Gregorian | 2025-03-16 |
Khayyamian | 976/12/26 |
Shamsi | 1403/12/26 |
Ted Nelson's hatred of conventional structure made him difficult to educate. Bored and disgusted by school, he once plotted to stab his seventh-grade teacher with a sharpened screwdriver, but lost his nerve at the last minute and instead walked out of the classroom, never to return. On his long walk home, he came up with the four maxims that have guided his life: most people are fools, most authority is malignant, God does not exist, and everything is wrong.
Once upon a time, in the great dark ages long ago, let's say 1945 - fifty-two years ago, computers had just been invented well they'd been invented by lots of people, Babbage, Turing, Zuse, Atanasoff, Eckert and Mauchly, all these people had come up with essentially the same idea. Zuse is of special interest in that he tried to sell digital computers in Nazi Germany. Fortunately, the Nazis didn't know what they could have had.
Anyhow, at the end of the war, there they were with computers and the excitement of a new burgeoning realm of possibility. And they started accumulating data. Data for different projects. And this data was kept in files - Now, what is a file? It's a lump. It's a lump... From the outside, a uniform, indistinguishable lump. The interior is not addressable.
OK, first they had files, then they had filenames. Gee it makes sense to give this file a name. Then they said 'Where shall we put all these files? Well, why don't we make a tape? and put the files one by one on the tape, and then we'll write down the names on a piece of paper.'
And then somebody had a bright idea and said "Wait, why don't we put the filenames in a separate file?' Thus was born the hierarchical directory, because it was recursive and it scaled.

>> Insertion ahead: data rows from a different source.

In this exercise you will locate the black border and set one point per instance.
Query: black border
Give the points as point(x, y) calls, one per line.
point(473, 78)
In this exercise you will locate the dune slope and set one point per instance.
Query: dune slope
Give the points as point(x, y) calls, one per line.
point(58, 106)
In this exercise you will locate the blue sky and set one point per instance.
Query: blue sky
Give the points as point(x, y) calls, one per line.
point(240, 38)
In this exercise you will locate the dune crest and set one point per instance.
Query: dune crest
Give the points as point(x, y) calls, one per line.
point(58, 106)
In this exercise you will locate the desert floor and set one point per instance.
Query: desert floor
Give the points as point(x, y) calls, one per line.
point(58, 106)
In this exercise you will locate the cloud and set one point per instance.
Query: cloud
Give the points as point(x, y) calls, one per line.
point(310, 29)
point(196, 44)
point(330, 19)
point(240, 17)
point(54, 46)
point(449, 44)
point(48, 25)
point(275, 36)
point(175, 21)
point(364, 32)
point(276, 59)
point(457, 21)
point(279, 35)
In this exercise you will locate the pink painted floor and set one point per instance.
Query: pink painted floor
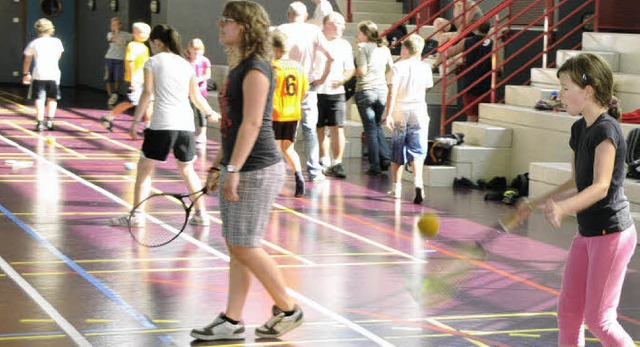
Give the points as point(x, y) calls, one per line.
point(352, 257)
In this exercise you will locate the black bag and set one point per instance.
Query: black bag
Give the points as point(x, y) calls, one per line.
point(440, 148)
point(211, 85)
point(633, 153)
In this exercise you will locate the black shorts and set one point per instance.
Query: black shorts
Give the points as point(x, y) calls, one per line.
point(285, 130)
point(158, 143)
point(41, 89)
point(332, 110)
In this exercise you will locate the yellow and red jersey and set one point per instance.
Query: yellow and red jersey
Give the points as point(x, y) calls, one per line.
point(291, 86)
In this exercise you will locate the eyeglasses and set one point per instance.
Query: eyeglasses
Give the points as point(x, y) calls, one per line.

And since then, the tradition of lump files with names and hierarchical directories has been the driving structure of the entire computer field. So that in documents, one document is one file. Mmm. Metadata - now what's that? Well, metadata began with filenames. What's metadata? It's what isn't in the lump. So now there are all kinds of committees trying to decide how many angels can dance on the head of a file, what is to be metadata of this kind, that kind, the other kind, all of it because of the lump file structure and tradition.
All of this was frozen by Unix when, in 1970, the inode table the saying is that in Unix everything is a file actually in Unix everything is an inode, meaning an entry in this table, which has an item with a name and then a pathname. And the entire structure is based on rapid rearrangement of these elements as their pathnames change. And so preoccupation with file structures where they go in hierarchies and mapping everything to this model of lumps and names and metadata and files has been the entire driving structure of the entire computer field. The industry, the 'computer science' as it's called, whatever. So... finally, the tradition of one document per file.
Xerox PARC - Xerox Palo Alto Research Centre [...] created the modern world, they created the so-called modern GUI or Graphical User Interface. That's a very inappropriate name, [...] because you can have many other different kinds of graphics, so let's call it the PUI - the PARC User Interface. Because it's EXACTLY the same on Windows and Macintosh and Linux. If you think the Macintosh is different from Windows, you are trapped in the paradigm, unable to see the truth! All of it uses the same structure.
Now, What is the alternative? Well, let's finish about the PUI. So, the PUI then took the paradigm of lump files and names, and put candy on it. So now you have a desktop where we can place the lump files, or the directories, and see them. Oh, the directories are now called 'folders'. Big difference. Then we had the wastebasket, what was the wastebasket? A buffer for lump files that you weren't sure you were going to delete. In other words, you can't review particular parts of changes that you might have wanted to make, all you can decide is 'Yes' or 'No' - kill the whole file. The so-called clipboard, I don't want to even get into that monstrosity. And finally... Applications. What is an application? An application is a type of lump file and the program that manipulates it. Segregated from other forms of documents.
All of this, the PUI is the mask for the operating system. What is the operating system? A system for moving lump files and directories around, renaming them and turning on various programs with specific lump files as data. So, one paradigm. Now, we have the paradigm of one document per file. What does that mean? Along comes the World Wide Web. Is that radical? Hardly. What's it doing? It is a lump file, that means all the links are inside it, the links point to hierarchical directories outside, not only do they point to hierarchical directories outside, it's hierarchically structured inside as well. So hierarchy has been imposed on the content and on the world, and on the universe. And all of this is simply the rolling on, the snowballing of this lump file tradition.
What is the alternative? Throw away the lumps, or rather, create a new universe of small portions, which are addressable and which can be connected simultaneously in many different ways. We need addressable tiny pieces, we need changes to be addressable, we need to file the changes to a document, so they can be run forward and backward. It is time to re-examine the entire computer world. The computer world is not yet finished.